Beratnya komplikasi tergantung dari kecepatan progression penyakit. Untuk itulah diperlukan
penanganan dan intervensi sejak dini.
DIAGNOSIS BANDING
Infiltrat peritonsil, tumor, abses retrofaring, abses parafaring, aneurisma arteri karotis
interna, infeksi mastoid, mononucleosis, infeksi kelenjar liur, infeksi gigi, dan adenitis
tonsil2,8,9.
TERAPI
Pada stadium infiltrasi, diberikan antibiotika dosis tinggi dan obat simtomatik. Juga
perlu kumur-kumur dengan air hangat dan kompres dingin pada leher. Antibiotik yang
diberikan ialah penisilin 600.000-1.200.000 unit atau ampisilin/amoksisilin 3-4 x 250-500 mg
atau sefalosporin 3-4 x 250-500 mg, metronidazol 3-4 x 250-500 mg2.
Bila telah terbentuk abses, dilakukan pungsi pada daerah abses, kemudian diinsisi
untuk mengeluarkan nanah. Tempat insisi ialah di daerah yang paling menonjol dan lunak,
atau pada pertengahan garis yang menghubungkan dasar uvula dengan geraham atas terakhir.
Intraoral incision dan drainase dilakukan dengan mengiris mukosa overlying abses, biasanya

diletakkan di lipatan supratonsillar. Drainase atau aspirate yang sukses menyebabkan


perbaikan segera gejala-gejala pasien.
Bila terdapat trismus, maka untuk mengatasi nyeri, diberikan analgesia lokal di
ganglion sfenopalatum.
Kemudian pasien dinjurkan untuk operasi tonsilektomi a chaud. Bila tonsilektomi
dilakukan 3-4 hari setelah drainase abses disebut tonsilektomi a tiede, dan bila tonsilektomi
4-6 minggu sesudah drainase abses disebut tonsilektomi a froid. Pada umumnya
tonsilektomi dilakukan sesudah infeksi tenang, yaitu 2-3 minggu sesudah drainase abses2.
Tonsilektomi merupakan indikasi absolut pada orang yang menderita abses
peritonsilaris berulang atau abses yang meluas pada ruang jaringan sekitarnya. Abses
peritonsil mempunyai kecenderungan besar untuk kambuh. Sampai saat ini belum ada
kesepakatan kapan tonsilektomi dilakukan pada abses peritonsil. Sebagian penulis
menganjurkan tonsilektomi 68 minggu kemudian mengingat kemungkinan terjadi
perdarahan atau sepsis, sedangkan sebagian lagi menganjurkan tonsilektomi segera10.
Penggunaan steroids masih kontroversial.
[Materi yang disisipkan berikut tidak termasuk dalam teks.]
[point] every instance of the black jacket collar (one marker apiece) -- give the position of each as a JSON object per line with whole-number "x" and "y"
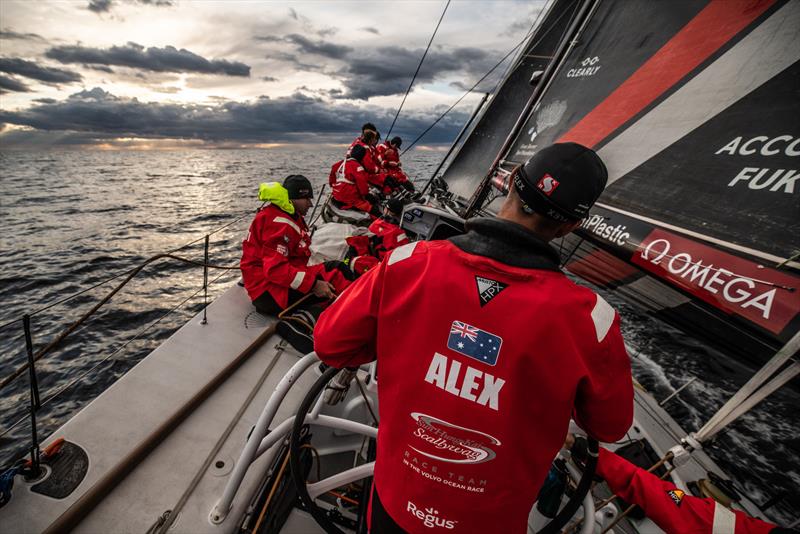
{"x": 507, "y": 242}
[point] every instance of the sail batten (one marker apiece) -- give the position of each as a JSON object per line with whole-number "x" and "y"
{"x": 693, "y": 106}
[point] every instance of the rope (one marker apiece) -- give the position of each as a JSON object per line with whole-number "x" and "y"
{"x": 366, "y": 400}
{"x": 417, "y": 71}
{"x": 70, "y": 329}
{"x": 271, "y": 493}
{"x": 178, "y": 508}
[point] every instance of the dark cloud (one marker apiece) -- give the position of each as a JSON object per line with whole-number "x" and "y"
{"x": 286, "y": 119}
{"x": 307, "y": 46}
{"x": 388, "y": 70}
{"x": 320, "y": 48}
{"x": 101, "y": 68}
{"x": 328, "y": 31}
{"x": 384, "y": 71}
{"x": 11, "y": 85}
{"x": 167, "y": 59}
{"x": 104, "y": 6}
{"x": 30, "y": 69}
{"x": 8, "y": 34}
{"x": 99, "y": 6}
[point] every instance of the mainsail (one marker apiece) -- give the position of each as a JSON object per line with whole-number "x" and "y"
{"x": 693, "y": 107}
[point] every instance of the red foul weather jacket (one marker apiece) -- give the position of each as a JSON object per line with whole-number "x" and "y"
{"x": 275, "y": 255}
{"x": 669, "y": 507}
{"x": 389, "y": 236}
{"x": 389, "y": 160}
{"x": 370, "y": 161}
{"x": 485, "y": 349}
{"x": 350, "y": 185}
{"x": 388, "y": 157}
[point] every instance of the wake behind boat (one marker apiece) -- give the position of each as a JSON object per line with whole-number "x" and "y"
{"x": 204, "y": 400}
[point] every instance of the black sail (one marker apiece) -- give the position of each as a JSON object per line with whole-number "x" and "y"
{"x": 693, "y": 107}
{"x": 474, "y": 159}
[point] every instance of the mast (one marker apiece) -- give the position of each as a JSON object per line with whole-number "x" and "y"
{"x": 567, "y": 42}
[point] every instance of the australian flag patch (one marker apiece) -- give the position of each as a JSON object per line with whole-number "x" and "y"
{"x": 474, "y": 342}
{"x": 488, "y": 289}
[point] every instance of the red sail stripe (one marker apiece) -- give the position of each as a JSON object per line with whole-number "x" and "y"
{"x": 715, "y": 25}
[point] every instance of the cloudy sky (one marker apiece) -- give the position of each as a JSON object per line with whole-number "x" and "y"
{"x": 164, "y": 73}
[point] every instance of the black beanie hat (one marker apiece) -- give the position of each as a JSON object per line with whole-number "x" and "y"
{"x": 358, "y": 152}
{"x": 298, "y": 186}
{"x": 395, "y": 205}
{"x": 562, "y": 181}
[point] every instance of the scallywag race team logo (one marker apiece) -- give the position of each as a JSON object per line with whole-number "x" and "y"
{"x": 451, "y": 443}
{"x": 676, "y": 495}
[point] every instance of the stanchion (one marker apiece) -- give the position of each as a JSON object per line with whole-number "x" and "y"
{"x": 205, "y": 284}
{"x": 34, "y": 394}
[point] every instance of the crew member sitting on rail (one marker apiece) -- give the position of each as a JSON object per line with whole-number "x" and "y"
{"x": 388, "y": 234}
{"x": 673, "y": 510}
{"x": 369, "y": 139}
{"x": 276, "y": 250}
{"x": 485, "y": 349}
{"x": 367, "y": 251}
{"x": 350, "y": 184}
{"x": 389, "y": 159}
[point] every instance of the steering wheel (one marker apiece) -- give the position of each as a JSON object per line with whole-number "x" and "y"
{"x": 321, "y": 517}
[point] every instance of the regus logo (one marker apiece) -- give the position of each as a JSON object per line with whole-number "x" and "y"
{"x": 430, "y": 517}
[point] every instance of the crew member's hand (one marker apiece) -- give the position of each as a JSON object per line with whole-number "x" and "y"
{"x": 390, "y": 182}
{"x": 578, "y": 446}
{"x": 323, "y": 289}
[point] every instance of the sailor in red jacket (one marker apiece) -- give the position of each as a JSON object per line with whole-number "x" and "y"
{"x": 368, "y": 139}
{"x": 389, "y": 160}
{"x": 276, "y": 250}
{"x": 673, "y": 510}
{"x": 350, "y": 184}
{"x": 485, "y": 350}
{"x": 388, "y": 234}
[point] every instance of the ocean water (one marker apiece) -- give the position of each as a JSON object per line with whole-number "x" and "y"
{"x": 72, "y": 220}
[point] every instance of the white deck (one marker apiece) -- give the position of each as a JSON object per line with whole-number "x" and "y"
{"x": 123, "y": 416}
{"x": 127, "y": 413}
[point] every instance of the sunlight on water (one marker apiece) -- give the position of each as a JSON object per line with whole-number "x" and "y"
{"x": 70, "y": 220}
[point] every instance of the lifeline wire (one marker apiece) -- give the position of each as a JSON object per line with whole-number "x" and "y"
{"x": 111, "y": 279}
{"x": 63, "y": 335}
{"x": 417, "y": 71}
{"x": 136, "y": 336}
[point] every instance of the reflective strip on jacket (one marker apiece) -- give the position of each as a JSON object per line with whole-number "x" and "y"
{"x": 350, "y": 186}
{"x": 669, "y": 507}
{"x": 275, "y": 255}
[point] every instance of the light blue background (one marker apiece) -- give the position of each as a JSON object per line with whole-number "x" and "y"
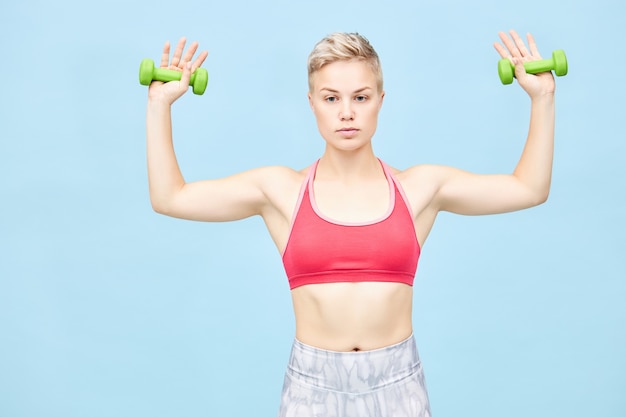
{"x": 108, "y": 309}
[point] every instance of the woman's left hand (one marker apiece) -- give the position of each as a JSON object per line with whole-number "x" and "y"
{"x": 514, "y": 49}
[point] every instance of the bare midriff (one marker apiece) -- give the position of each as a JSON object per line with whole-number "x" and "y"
{"x": 353, "y": 316}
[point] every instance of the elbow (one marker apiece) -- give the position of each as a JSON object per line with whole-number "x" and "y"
{"x": 161, "y": 207}
{"x": 540, "y": 197}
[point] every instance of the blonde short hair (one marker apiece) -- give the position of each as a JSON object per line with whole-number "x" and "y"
{"x": 341, "y": 46}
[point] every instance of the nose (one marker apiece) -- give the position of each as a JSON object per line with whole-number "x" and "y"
{"x": 346, "y": 112}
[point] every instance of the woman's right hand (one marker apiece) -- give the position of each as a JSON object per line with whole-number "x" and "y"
{"x": 169, "y": 92}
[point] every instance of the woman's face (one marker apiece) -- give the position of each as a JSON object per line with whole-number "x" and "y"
{"x": 345, "y": 100}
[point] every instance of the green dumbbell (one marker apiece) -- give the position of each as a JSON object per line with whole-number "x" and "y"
{"x": 148, "y": 73}
{"x": 558, "y": 63}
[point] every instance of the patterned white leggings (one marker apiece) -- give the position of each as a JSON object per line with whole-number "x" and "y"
{"x": 386, "y": 382}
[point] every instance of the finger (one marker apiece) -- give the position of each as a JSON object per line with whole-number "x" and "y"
{"x": 191, "y": 51}
{"x": 199, "y": 60}
{"x": 165, "y": 56}
{"x": 186, "y": 75}
{"x": 533, "y": 46}
{"x": 178, "y": 52}
{"x": 501, "y": 50}
{"x": 519, "y": 44}
{"x": 509, "y": 44}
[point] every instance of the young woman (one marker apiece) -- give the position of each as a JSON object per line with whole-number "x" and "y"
{"x": 350, "y": 227}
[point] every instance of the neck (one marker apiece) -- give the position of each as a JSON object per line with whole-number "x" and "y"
{"x": 348, "y": 166}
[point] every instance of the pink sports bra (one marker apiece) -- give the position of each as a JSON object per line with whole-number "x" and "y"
{"x": 321, "y": 250}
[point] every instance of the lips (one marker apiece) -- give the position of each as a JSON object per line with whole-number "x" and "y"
{"x": 348, "y": 131}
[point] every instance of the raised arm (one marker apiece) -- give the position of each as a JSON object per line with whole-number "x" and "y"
{"x": 529, "y": 183}
{"x": 230, "y": 198}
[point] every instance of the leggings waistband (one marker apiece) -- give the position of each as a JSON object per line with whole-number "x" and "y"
{"x": 353, "y": 372}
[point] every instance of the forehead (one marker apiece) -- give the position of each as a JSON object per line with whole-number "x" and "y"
{"x": 344, "y": 75}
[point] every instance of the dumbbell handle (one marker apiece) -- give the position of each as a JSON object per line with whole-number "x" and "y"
{"x": 542, "y": 65}
{"x": 165, "y": 75}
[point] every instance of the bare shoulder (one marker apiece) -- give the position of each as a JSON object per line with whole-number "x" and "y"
{"x": 421, "y": 185}
{"x": 422, "y": 175}
{"x": 279, "y": 176}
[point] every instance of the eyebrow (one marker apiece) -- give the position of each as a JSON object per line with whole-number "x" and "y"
{"x": 360, "y": 90}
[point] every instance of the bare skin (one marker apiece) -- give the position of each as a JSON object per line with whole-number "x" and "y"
{"x": 349, "y": 186}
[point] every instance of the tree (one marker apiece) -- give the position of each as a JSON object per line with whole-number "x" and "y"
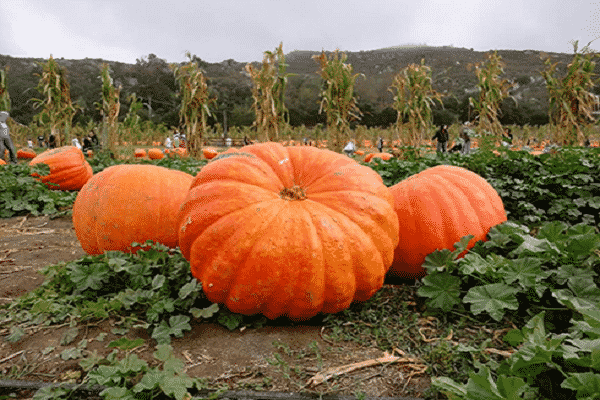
{"x": 111, "y": 106}
{"x": 4, "y": 97}
{"x": 413, "y": 100}
{"x": 337, "y": 96}
{"x": 492, "y": 91}
{"x": 57, "y": 108}
{"x": 195, "y": 103}
{"x": 571, "y": 100}
{"x": 268, "y": 92}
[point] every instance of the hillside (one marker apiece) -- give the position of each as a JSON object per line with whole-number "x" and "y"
{"x": 152, "y": 80}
Penelitian terbaru yang dilakukan Ozbek
mengungkapkan bahwa penambahan dosis tunggal intravenous dexamethasone pada
antibiotik parenteral telah terbukti secara signifikan mengurangi waktu opname di rumah
sakit (hours hospitalized), nyeri tenggorokan (throat pain), demam, dan trismus dibandingkan
dengan kelompok yang hanya diberi antibiotik parenteral.
PROGNOSIS
Abses peritonsoler hampir selalu berulang bila tidak diikuti dengan tonsilektomi.,
maka difunda sampai 6 minggu berikutnya. Pada saat tersebut peradangan telah mereda,
biasanya terdapat jeringan fibrosa dan granulasi pada saat oprasi.